En los jardines de la sede del Regimiento del SAS, a las afueras de la ciudad de Hereford, hay una estructura bastante extraña que se conoce con el sencillo nombre de Torre del Reloj. La torre se desmanteló pieza a pieza cuando el regimiento se trasladó hace varios años de su antigua base. La reconstruyeron en las nuevas instalaciones.

Como es de imaginar, la torre está coronada por un reloj, pero lo interesante son las cuatro caras de la torre en las que están inscritos los nombres de todos los hombres del SAS caídos en combate.

Poco después de la emisión del certificado de defunción, se celebró un responso en memoria de Martin a los pies de la torre del reloj. Había una docena de hombres uniformados, diez vestidos de civil, y dos mujeres. Una de ellas era la directora general del MI5, el Servicio de Seguridad británico, y la otra era la ex mujer del difunto.

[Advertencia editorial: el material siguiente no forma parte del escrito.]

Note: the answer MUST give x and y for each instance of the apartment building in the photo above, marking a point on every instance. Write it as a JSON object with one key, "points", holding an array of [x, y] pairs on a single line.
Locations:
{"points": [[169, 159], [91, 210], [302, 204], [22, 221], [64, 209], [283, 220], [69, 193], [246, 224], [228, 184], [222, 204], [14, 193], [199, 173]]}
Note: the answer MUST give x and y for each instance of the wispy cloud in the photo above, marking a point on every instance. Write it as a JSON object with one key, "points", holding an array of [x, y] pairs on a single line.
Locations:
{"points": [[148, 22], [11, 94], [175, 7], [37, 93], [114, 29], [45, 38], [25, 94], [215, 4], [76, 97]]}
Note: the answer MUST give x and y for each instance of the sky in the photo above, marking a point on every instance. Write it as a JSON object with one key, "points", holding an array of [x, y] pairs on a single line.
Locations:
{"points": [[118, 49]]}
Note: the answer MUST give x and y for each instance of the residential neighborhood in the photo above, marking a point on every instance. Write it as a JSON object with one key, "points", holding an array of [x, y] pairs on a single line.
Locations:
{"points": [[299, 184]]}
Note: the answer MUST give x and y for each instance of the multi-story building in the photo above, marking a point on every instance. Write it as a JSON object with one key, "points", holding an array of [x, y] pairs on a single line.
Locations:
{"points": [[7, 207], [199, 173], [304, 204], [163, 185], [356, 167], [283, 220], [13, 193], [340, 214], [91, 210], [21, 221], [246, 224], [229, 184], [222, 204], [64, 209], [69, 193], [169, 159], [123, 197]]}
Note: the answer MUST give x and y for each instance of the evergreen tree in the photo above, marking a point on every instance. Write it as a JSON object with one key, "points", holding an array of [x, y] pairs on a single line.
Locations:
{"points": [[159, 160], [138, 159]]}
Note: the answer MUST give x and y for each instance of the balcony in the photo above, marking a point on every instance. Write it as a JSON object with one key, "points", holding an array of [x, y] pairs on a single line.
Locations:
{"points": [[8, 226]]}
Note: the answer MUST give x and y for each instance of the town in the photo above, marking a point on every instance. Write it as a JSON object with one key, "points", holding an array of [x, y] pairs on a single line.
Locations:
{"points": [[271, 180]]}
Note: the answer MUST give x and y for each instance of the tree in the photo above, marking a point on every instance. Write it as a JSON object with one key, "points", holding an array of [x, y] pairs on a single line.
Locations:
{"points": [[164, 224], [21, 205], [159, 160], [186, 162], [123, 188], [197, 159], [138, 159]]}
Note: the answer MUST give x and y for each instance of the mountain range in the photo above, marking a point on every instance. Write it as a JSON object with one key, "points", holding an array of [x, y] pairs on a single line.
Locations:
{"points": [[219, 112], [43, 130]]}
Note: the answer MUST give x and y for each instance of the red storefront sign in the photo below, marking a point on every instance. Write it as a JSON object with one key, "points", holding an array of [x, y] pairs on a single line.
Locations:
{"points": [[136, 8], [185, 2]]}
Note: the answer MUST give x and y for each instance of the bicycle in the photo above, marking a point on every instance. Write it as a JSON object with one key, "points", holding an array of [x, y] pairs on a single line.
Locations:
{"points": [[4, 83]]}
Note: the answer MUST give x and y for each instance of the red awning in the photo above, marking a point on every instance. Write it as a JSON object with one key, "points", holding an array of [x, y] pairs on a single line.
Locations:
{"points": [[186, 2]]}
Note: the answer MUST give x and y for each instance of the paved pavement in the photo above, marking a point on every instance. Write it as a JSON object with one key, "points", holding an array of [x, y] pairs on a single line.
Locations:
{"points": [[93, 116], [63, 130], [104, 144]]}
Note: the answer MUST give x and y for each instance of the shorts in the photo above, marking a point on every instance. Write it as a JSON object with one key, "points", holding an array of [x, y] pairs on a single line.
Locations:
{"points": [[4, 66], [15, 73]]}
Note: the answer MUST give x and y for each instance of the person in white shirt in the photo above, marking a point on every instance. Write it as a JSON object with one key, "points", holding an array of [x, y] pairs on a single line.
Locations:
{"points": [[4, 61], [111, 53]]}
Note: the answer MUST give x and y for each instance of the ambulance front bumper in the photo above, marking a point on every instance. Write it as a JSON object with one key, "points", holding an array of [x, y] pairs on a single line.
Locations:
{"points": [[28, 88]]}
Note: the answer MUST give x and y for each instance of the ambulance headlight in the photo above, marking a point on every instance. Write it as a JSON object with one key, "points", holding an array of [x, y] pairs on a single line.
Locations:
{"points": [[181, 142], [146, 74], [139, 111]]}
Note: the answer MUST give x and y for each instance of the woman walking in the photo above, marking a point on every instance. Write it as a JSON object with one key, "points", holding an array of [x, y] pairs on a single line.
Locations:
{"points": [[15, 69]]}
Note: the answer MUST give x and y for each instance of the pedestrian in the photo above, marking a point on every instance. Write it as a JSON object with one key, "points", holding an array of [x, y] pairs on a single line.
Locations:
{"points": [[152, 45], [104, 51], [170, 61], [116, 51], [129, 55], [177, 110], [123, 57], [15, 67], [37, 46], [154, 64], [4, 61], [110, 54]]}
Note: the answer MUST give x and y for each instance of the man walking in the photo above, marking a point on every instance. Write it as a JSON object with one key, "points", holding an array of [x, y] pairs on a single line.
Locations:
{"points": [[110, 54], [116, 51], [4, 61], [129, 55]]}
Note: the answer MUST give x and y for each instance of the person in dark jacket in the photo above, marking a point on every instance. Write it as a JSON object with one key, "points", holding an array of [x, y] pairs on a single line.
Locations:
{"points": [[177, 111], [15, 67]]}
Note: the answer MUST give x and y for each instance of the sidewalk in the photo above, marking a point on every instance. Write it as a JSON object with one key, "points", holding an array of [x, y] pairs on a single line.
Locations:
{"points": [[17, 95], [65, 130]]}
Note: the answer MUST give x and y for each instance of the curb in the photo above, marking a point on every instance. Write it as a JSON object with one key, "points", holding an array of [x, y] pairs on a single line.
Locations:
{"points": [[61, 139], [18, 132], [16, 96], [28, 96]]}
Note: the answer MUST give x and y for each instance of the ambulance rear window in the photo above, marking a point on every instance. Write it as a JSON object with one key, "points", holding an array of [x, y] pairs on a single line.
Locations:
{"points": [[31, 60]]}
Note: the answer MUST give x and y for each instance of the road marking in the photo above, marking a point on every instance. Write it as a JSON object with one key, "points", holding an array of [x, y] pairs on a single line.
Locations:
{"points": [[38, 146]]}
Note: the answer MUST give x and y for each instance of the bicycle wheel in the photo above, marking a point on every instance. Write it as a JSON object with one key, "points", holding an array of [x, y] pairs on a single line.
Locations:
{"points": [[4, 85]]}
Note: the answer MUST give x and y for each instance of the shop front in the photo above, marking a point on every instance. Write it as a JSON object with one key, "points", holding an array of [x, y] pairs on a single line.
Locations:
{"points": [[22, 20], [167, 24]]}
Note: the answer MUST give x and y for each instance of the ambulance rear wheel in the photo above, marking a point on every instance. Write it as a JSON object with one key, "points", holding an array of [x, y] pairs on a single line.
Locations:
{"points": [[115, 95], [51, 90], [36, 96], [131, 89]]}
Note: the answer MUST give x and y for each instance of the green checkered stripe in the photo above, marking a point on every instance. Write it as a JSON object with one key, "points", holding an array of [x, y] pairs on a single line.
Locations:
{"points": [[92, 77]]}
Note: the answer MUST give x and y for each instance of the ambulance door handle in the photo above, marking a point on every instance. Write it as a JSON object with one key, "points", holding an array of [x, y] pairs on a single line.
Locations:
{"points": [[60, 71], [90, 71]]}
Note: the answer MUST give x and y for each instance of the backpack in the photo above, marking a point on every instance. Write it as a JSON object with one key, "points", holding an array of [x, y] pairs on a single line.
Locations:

Costó un poco conseguir la condición de «desaparecido en acto de servicio»; sin embargo, se hizo presión desde las altas esferas, y cuando se entregó un informe detallado de todos los hechos, el director, las Fuerzas Especiales y el comandante del Regimiento llegaron al acuerdo de que el desaparecido merecía ese calificativo. El coronel Mike Martin no era sin duda el primero, ni sería el último hombre del SAS desaparecido en un lugar muy lejano al que jamás encontrarían.

Al otro lado de la frontera oeste, el sol se hundía entre las Montañas Negras de Gales en un día sombrío de febrero en el momento en que se celebraba la corta ceremonia. Al final, el capellán pronunció el acostumbrado versículo del Evangelio según san Juan:

—Nadie tiene un amor más grande, que el que da la vida por sus amigos.

Solo los que estaban reunidos en torno a la torre del reloj sabían que Mike Martin, coronel retirado del Regimiento de Paracaidistas y del SAS, había llevado a cabo su misión por cuatro mil desconocidos que ignoraban su existencia.